Help Save a Life: Suicide Prevention

Suicide is the most common mental health emergency and a leading cause of death around the world.

According to the CDC, nearly 46,000 lives were lost to suicide in the U.S. in 2020, the equivalent of a large passenger jet falling out of the sky every day for a year. What’s more, there were an estimated 25 attempts for every completed suicide – 1.4 million total. It is the 12th leading cause of death in the country and the 2nd leading cause of death for people ages 10-34. 

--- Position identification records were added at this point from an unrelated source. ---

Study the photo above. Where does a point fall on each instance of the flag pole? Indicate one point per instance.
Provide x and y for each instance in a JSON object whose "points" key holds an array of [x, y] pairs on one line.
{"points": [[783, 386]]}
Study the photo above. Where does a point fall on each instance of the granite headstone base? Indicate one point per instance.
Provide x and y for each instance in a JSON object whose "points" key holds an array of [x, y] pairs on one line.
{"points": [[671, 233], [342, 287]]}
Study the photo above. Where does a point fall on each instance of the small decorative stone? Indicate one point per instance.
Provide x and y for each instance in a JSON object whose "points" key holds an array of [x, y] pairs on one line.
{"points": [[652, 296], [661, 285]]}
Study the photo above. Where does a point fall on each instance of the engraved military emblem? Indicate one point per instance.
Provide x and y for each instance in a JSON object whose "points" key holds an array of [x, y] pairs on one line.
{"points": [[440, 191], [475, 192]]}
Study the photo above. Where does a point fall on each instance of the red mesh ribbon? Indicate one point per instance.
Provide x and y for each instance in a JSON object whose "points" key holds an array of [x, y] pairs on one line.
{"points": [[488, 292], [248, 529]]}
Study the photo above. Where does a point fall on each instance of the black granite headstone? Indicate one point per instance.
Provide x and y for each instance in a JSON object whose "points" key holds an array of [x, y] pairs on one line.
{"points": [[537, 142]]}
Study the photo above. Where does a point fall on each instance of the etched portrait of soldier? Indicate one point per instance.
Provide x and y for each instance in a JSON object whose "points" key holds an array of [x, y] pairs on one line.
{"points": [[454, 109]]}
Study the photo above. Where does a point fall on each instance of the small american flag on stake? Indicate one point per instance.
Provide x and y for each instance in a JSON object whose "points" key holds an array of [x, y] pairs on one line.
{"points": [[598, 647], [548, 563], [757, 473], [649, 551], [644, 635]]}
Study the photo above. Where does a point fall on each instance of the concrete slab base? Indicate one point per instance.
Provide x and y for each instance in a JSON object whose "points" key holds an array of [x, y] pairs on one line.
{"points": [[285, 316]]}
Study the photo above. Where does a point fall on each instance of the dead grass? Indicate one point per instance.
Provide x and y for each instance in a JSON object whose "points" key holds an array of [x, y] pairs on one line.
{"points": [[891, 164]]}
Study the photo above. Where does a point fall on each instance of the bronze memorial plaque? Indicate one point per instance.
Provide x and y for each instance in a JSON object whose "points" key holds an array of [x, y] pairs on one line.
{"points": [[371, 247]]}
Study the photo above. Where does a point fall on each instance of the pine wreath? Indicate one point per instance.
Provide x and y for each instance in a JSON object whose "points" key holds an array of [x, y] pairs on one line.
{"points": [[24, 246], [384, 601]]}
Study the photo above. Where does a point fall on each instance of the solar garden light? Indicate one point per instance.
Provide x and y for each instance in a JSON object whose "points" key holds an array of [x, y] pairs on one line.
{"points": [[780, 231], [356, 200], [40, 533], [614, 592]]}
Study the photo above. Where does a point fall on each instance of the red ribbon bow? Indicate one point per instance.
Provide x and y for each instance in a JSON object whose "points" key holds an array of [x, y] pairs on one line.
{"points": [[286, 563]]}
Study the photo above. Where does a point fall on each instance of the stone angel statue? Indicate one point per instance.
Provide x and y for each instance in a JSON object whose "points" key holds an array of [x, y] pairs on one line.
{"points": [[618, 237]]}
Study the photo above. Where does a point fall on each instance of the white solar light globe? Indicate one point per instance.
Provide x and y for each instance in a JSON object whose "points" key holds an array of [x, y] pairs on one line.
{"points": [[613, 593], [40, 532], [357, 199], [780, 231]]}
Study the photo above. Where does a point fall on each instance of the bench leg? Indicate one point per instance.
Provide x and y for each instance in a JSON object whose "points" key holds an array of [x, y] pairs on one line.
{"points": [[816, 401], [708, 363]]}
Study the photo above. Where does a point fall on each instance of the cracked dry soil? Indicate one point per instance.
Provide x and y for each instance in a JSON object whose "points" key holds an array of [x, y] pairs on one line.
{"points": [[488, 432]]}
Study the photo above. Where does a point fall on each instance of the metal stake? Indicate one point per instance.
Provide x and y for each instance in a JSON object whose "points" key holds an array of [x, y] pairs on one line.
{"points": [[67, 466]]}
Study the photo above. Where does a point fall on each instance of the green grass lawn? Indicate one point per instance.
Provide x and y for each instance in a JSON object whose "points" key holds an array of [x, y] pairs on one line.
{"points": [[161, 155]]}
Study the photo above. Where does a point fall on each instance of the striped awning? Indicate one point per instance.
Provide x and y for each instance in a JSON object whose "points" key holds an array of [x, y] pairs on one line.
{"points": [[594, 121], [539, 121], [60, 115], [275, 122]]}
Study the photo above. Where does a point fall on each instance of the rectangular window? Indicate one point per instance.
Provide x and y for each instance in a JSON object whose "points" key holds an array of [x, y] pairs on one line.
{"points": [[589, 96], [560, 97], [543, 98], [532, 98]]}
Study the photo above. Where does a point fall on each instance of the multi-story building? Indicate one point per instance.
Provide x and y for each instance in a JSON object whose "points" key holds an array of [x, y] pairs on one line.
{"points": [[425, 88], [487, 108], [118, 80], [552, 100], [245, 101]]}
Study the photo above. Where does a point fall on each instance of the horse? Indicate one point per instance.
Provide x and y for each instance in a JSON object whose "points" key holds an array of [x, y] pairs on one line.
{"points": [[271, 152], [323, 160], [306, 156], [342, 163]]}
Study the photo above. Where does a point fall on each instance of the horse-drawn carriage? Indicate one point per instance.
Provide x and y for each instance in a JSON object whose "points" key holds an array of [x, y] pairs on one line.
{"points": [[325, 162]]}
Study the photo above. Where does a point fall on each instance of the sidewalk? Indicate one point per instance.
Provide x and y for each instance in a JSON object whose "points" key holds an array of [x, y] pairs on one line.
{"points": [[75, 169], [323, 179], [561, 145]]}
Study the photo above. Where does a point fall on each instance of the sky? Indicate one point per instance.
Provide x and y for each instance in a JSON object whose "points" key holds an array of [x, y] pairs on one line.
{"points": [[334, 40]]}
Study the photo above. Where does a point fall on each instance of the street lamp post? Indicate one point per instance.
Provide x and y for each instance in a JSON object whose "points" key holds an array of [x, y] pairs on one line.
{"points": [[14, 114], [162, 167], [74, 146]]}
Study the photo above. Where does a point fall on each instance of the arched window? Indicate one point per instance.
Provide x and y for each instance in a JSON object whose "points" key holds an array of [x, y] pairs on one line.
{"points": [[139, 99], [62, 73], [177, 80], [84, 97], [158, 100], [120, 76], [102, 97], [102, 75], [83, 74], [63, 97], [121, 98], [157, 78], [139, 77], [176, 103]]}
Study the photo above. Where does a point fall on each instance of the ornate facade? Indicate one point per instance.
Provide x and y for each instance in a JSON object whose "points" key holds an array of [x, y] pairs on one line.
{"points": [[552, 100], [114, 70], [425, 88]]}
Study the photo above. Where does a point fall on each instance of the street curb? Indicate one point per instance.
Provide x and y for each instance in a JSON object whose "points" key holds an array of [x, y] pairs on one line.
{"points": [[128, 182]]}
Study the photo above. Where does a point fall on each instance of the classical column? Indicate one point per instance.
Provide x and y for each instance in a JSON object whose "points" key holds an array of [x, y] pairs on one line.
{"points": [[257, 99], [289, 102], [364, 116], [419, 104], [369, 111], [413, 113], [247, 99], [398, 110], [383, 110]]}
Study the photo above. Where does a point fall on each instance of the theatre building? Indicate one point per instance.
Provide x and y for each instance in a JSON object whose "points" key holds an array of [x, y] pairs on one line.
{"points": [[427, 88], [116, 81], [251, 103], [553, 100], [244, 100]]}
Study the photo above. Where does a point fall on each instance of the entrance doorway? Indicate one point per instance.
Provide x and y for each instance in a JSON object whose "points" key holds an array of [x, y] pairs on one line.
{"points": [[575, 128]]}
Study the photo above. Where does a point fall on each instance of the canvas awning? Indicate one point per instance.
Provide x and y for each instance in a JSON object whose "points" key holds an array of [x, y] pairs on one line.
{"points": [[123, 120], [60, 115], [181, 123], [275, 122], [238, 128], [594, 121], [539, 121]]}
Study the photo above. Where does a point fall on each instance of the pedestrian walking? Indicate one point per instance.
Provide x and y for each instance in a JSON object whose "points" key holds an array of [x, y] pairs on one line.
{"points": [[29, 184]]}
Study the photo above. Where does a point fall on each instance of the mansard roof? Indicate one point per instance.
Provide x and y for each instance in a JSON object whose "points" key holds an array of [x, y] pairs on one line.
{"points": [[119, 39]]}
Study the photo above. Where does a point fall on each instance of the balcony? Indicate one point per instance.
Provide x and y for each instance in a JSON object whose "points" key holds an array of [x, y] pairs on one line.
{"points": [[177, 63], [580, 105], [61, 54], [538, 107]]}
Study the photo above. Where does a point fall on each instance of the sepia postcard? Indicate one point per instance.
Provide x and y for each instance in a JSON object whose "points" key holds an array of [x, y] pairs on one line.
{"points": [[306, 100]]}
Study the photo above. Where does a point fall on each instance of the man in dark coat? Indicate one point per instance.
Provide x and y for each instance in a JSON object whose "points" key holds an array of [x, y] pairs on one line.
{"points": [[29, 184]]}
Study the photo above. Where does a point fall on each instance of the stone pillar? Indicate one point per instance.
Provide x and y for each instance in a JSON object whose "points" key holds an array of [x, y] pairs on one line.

And yet suicide is preventable – if the person receives timely support and mental healthcare. Often, family and friends miss the warning signs of suicide or don’t know what to do. Truly, we all have a role to play in learning about suicide prevention. Effective prevention starts with you.

Why do people take their own lives?

Through research, we’ve learned there is no single cause for suicide, and anyone can be at risk. Suicide most often occurs because life stressors, health issues, and social isolation overwhelm one’s ability to cope, creating experiences of hopelessness and despair. Thomas Joiner is one of the foremost researchers on the topic, and he has developed an “interpersonal” theory of suicide (shown below).

The first factor in Joiner’s model is called Thwarted Belongingness. Much research shows that social connectedness and a sense of belonging are essential human needs and that if these needs are unmet to a significant degree, suicidal ideation can develop. These thoughts might be expressed in terms of loneliness, or the absence of mutually caring relationships. Someone might say, “I feel disconnected from others,” “I am alone,” or “There’s no one I can turn to.”

The second factor is called Perceived Burdensomeness. Sometimes, when outward forces impose themselves, one might develop a perception that he/she is a burden on others, like family members. The interpersonal theory emphasizes that people who are suicidal think that they are expendable. If you know someone who has expressed a similar thought, you might have wondered, “How they could think that they are a burden?” The answer: It’s based on one’s perception.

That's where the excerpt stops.